Но теперь в моих руках было не только мое будущее, но и будущее Джорджа. Если я и правда любил его, я должен был вытерпеть все это. Не жалея себя, я каждый день боролся с симптомами. Такой боли я не чувствовал никогда в жизни. Если кого-то из тех, кто это читает, посещают безумные мысли попробовать наркотики, не делайте этого. Это прямая дорога к самоубийству.
Глава двадцать третья
В день открытия выставки я очень волновался. Месяцами именно я твердил Гриффу, что нас ждет оглушительный успех. Я уже представлял, как мое имя засияет в Голливуде. Джон и Джордж станут суперзвездами, а фильм о моем ослепительном восхождении с тротуара на вершины мира живописи будут крутить в кинотеатрах весь год. Моим энтузиазму и оптимизму не было границ, а Грифф оставался более сдержанным и наблюдал за развитием событий.
За несколько часов до открытия мы поменялись ролями.

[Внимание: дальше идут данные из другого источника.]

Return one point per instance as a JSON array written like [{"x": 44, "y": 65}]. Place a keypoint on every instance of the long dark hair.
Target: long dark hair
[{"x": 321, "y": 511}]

Я паниковал и сидел как на иголках, а Грифф был в приподнятом настроении и пытался передать мне свое настроение.
– Что, если придет всего шесть человек? – спросил я Гриффа.
– Джон, придет гораздо больше, – уверенно ответил он, хотя было видно, что он тоже волнуется.
После полудня я отправился покупать себе новую одежду.
– Тебе не обязательно быть таким элегантным, – сказал Грифф.
– Я не бродяга, – ответил я, подмигивая Джорджу. – Полагаю, по такому случаю я могу позволить себе что-нибудь новенькое и стильное.
Грифф, должно быть, воображал, что я заявлюсь к нему этаким стилягой, но я просто купил пару новых кроссовок и приличную куртку с флисовой подкладкой. А еще я купил новые вещи для Гэри, ведь мне хотелось, чтобы он предстал перед своей семьей во всей красе.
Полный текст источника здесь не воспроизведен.